Step-by-Step Resolution Workflows
When facing cross-account Secrets Manager KMS integration errors, follow this systematic approach. First, verify the KMS key policy in the secret owner’s account explicitly grants the consuming account’s root ARN permissions for kms:Decrypt and kms:DescribeKey. Next, check that the consuming account’s IAM role has both KMS permissions and secretsmanager:GetSecretValue for the specific secret ARN. Test access using AWS CLI with explicit credentials from the consuming account to isolate permission issues. If errors persist, temporarily add broader permissions to identify the specific missing action, then narrow down to the minimal required permissions.

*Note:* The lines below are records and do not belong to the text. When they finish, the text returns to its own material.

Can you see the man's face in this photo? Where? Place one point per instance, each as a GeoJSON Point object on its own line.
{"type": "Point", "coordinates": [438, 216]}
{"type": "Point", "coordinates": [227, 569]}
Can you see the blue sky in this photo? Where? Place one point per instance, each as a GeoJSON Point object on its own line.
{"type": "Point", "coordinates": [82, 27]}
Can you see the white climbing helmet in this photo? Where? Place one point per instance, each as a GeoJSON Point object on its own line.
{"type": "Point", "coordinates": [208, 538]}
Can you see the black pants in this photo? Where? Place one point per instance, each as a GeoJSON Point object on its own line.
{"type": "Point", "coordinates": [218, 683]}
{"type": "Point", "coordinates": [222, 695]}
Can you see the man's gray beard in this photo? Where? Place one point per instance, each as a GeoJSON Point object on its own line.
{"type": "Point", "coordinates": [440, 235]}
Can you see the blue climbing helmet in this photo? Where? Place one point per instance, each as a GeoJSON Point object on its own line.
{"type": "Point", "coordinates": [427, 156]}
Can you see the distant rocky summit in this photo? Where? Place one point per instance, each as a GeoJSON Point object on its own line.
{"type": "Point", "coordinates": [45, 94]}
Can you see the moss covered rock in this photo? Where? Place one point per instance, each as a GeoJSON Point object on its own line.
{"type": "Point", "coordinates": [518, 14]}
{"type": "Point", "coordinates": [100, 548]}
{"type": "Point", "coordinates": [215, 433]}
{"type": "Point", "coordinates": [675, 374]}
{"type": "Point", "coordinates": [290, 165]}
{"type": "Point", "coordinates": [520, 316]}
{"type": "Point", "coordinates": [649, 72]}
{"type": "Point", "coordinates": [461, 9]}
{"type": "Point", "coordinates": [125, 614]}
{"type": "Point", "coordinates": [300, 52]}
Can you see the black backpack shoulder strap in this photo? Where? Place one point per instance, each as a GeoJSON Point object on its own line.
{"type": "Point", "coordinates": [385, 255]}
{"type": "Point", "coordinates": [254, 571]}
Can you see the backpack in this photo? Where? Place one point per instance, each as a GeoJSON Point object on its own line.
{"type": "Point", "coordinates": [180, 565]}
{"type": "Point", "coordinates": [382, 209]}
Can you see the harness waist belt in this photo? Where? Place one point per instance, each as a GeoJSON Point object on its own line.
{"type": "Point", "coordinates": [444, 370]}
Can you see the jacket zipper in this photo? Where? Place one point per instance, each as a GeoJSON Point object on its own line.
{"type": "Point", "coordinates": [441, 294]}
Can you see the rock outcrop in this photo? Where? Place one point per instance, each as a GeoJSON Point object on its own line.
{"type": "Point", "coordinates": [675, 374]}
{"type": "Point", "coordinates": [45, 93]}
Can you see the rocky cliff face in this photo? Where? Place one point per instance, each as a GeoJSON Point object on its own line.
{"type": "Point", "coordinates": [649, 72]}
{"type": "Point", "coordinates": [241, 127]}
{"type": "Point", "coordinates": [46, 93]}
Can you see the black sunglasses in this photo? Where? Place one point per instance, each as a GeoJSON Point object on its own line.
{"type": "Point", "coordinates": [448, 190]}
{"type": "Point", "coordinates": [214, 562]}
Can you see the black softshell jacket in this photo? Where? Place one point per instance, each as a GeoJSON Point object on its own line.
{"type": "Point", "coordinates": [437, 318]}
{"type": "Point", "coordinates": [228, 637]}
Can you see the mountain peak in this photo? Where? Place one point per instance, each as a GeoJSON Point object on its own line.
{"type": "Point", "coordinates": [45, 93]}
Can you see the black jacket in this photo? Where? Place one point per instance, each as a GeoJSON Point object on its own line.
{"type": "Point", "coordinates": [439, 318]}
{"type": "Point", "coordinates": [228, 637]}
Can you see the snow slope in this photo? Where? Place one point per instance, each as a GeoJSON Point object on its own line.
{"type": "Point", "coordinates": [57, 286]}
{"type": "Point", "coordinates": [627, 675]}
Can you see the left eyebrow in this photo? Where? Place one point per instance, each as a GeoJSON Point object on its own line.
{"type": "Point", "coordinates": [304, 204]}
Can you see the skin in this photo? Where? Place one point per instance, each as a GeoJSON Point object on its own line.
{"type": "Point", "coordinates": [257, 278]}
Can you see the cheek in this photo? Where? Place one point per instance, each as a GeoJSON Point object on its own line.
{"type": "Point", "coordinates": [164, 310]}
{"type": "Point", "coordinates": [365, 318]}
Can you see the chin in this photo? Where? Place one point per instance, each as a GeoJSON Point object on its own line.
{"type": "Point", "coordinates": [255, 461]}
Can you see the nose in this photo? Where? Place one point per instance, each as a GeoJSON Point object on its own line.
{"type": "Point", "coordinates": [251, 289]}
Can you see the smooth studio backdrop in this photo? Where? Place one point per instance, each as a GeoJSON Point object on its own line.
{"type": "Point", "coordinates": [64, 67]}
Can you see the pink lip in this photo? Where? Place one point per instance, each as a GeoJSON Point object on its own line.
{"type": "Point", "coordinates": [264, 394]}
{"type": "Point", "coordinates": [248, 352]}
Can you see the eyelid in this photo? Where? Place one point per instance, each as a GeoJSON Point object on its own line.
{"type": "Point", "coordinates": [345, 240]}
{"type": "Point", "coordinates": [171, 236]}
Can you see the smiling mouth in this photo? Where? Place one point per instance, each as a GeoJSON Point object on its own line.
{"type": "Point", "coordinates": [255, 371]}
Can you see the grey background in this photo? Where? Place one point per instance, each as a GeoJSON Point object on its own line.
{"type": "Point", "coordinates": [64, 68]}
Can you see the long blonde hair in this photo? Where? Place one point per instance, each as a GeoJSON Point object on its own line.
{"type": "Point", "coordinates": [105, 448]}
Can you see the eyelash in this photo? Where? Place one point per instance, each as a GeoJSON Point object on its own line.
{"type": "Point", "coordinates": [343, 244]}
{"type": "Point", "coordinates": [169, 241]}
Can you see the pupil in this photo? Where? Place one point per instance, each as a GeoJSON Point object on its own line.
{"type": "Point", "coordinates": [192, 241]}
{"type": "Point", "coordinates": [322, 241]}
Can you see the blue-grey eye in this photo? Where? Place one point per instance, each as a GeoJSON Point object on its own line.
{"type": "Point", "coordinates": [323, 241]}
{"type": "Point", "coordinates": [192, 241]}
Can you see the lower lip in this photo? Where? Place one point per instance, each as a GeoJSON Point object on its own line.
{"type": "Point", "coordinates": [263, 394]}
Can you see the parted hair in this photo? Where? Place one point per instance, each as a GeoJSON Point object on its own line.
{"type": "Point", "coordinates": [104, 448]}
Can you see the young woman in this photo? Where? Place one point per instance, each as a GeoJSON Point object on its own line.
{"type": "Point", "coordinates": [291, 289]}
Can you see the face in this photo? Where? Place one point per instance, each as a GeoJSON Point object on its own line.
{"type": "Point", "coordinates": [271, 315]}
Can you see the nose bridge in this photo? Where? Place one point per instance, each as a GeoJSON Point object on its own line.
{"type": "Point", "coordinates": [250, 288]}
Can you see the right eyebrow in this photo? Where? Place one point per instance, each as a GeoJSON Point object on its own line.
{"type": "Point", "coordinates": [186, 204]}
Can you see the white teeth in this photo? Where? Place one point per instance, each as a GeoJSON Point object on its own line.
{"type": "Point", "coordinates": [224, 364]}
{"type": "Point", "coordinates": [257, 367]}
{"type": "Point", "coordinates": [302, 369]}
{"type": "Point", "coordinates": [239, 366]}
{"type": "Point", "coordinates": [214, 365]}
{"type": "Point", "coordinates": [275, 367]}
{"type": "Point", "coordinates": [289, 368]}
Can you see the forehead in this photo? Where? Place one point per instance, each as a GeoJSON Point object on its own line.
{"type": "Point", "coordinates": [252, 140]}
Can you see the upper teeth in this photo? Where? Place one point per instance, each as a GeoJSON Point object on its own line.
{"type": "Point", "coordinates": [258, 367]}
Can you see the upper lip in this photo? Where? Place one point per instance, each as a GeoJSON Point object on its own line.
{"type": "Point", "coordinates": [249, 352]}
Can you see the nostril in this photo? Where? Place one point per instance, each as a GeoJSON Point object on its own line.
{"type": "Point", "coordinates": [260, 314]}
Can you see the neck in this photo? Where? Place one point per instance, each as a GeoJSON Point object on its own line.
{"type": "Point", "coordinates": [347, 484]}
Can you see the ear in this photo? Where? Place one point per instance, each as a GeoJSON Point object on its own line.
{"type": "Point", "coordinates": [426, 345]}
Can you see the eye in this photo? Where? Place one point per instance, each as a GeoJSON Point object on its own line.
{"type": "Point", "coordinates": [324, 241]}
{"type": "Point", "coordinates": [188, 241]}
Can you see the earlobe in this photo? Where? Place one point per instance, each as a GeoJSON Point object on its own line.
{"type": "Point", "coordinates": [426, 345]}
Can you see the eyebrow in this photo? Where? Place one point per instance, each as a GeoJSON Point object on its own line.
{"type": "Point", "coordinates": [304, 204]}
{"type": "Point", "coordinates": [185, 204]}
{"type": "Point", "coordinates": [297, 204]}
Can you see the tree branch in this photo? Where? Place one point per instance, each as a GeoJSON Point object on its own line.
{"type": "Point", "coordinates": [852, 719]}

Document the working configuration and implement infrastructure as code to prevent configuration drift across environments.
Cross-account secrets management doesn’t have to be a headache if you get the fundamentals right. The key is understanding how Secrets Manager and KMS work together, then setting up your cross-account policies with the right permissions from the start. When you nail down the resource-based policies and avoid those common configuration mistakes we covered, you’ll save yourself hours of troubleshooting down the road.
Take the time to implement proper KMS key policies and follow those best practices for cross-account access. Your future self will thank you when secrets flow seamlessly between accounts without any late-night debugging sessions. Start with a clear understanding of your cross-account requirements, test your configurations in a safe environment, and always document your KMS key policies so your team can maintain them easily.